Panorama

Luxusjacht gekapert Noch kein Kontakt mit Piraten

Nach der Kaperung einer französischen Luxusjacht vor der somalischen Küste bemüht sich Frankreichs Regierung weiter um die Rettung der Geiseln. Die Regierung in Paris habe noch keinen Kontakt mit den Piraten gehabt und keine Forderungen erhalten, sagte Verteidigungsminister Herv Morin dem Radiosender Europe 1. Das Segelschiff kreuze weiterhin mit unbekanntem Ziel im Meer und werde mit einiger Entfernung von einer Fregatte der französischen Marine verfolgt. Die Jacht "Le Ponant" war von den Seychellen in Richtung Mittelmeer unterwegs, als sie am Freitag in internationalen Gewässern gekapert wurde.

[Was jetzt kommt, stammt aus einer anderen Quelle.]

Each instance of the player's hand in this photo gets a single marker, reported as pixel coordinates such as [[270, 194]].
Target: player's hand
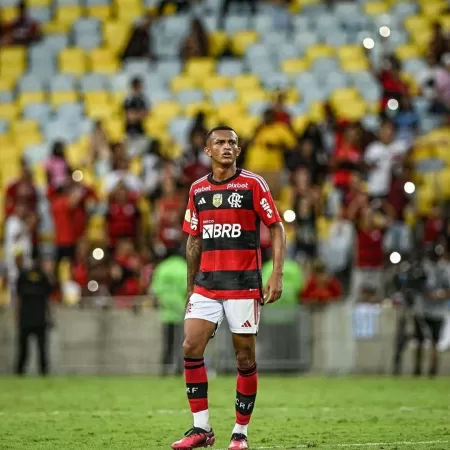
[[273, 289]]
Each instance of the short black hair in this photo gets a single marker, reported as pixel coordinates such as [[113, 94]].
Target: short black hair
[[219, 128]]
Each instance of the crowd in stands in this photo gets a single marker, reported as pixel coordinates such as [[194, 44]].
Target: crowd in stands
[[341, 184]]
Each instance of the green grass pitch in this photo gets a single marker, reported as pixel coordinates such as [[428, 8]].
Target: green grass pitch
[[291, 413]]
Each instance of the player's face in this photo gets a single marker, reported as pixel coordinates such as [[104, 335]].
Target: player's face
[[222, 147]]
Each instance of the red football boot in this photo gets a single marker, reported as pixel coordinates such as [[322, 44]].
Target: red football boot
[[238, 442], [195, 438]]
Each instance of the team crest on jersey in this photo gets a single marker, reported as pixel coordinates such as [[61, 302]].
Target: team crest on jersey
[[217, 200]]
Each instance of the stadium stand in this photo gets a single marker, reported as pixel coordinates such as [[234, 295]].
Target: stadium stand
[[317, 66]]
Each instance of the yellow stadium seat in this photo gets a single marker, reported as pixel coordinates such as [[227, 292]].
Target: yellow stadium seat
[[24, 126], [8, 111], [101, 12], [58, 98], [116, 35], [217, 42], [183, 82], [200, 67], [72, 61], [24, 140], [416, 23], [103, 60], [27, 98], [241, 40], [229, 110], [215, 82], [193, 109], [257, 95], [407, 51], [300, 123], [56, 27], [67, 14], [246, 82], [166, 111], [320, 51], [376, 8], [295, 66]]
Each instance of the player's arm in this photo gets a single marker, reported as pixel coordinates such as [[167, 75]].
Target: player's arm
[[193, 256]]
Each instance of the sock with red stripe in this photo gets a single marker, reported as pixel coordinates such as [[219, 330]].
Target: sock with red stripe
[[247, 387], [197, 391]]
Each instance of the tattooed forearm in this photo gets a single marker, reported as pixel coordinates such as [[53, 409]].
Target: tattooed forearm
[[193, 255]]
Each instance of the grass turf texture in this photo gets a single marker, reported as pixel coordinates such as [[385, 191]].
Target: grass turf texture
[[290, 413]]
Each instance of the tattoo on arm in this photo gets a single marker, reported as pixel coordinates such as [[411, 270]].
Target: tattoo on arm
[[193, 256]]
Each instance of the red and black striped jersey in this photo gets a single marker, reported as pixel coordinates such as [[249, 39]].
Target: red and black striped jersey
[[227, 216]]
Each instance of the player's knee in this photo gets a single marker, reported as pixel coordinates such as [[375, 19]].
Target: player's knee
[[192, 349], [244, 357]]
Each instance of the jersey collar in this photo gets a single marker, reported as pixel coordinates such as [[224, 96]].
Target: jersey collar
[[219, 183]]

Die etwa zehn Seeräuber nahmen die 30 Besatzungsmitglieder, darunter 22 Franzosen, als Geiseln. Passagiere waren nicht an Bord. Paris richtete noch am Freitagabend einen Krisenstab ein. Gemeinsam mit der Reederei CMA CGM werde der Kontakt zu den betroffenen Familien hergestellt, hieß es. Morin schloss ein militärisches Eingreifen nicht aus. Premierminister Francois Fillon sagte, Frankreich setze alles daran, "das Leben der Menschen an Bord zu schützen". Deshalb seien "alle Gesprächskanäle offen, um zu versuchen, die Affäre ohne Gewalt zu lösen".

Die Küste vor Somalia und generell der gesamte Golf von Aden zwischen der arabischen Halbinsel und dem Horn von Afrika sind berüchtigt für Piratenüberfälle. Auch Patrouillenboote der US-Marine schrecken die meist schwer bewaffneten Täter nicht ab. Ein ehemaliger Matrose der Luxusjacht sagte der Sonntagszeitung "Journal du Dimanche", die Besatzung des Dreimasters werde auf derartige Zwischenfälle vorbereitet. "Man weiß, dass das eine der gefährlichsten Gegenden ist." Generell werde versucht, den Golf weit weg von den Küsten zu passieren, was zwischen Somalia und dem Jemen aber nicht möglich sei. Zudem sei der Dreimaster "Le Ponant" kein besonders schnelles Schiff.

Das Kreuzfahrtschiff ist 88 Meter lang und kann 64 Passagiere beherbergen. Es war auf dem Weg zum Suez-Kanal, um im ägyptischen Alexandria aufgetankt zu werden und dann im Jemen amerikanische Touristen an Bord zu nehmen. Die Piraten seien schlicht über eine Treppe am Heck an Bord gelangt, über die die Gäste normalerweise zum Baden ins Meer steigen, berichtete das "Journal du Dimanche". Die Seeräuber hätten keinen einzigen Schuss abgegeben. Bilder, die von einem kanadischen Militär-Hubschrauber aus gemacht wurden, zeigten mehrere bewaffnete Männer in T-Shirts. Die Besatzungsmitglieder waren nicht zu sehen.

Erst vor wenigen Wochen hatten Piraten einen dänischen Frachter gegen eine hohe Lösegeldzahlung aus ihrer Gewalt entlassen. Somalische Behörden hatten damals kritisiert, die Zahlung von Lösegeld ermutige nur neue Fälle von Seeräuberei.

Die Zahl der Piratenüberfälle lag nach Angaben des International Maritime Bureau (IMB) im Jahr 2007 mit 263 Attacken weltweit um etwa zehn Prozent über der von 2006. Dabei habe die Gewalt gegen die Besatzungen spürbar zugenommen, hieß es vom IMB. 64 Seeleute seien verletzt, 292 als Geiseln genommen worden. Außer vor Somalia gibt es auch vor Nigeria häufig Piraten-Attacken. Betroffen sind meist Frachtschiffe. Das IMB empfahl den Reedern, ihre Schiffe mit Elektro-Zäunen zu umgeben, wie sie auch Häuser in besonders von Kriminalität betroffenen Regionen sichern. Bei Berührung setzten diese Barrieren 9000-Volt-Impulse frei.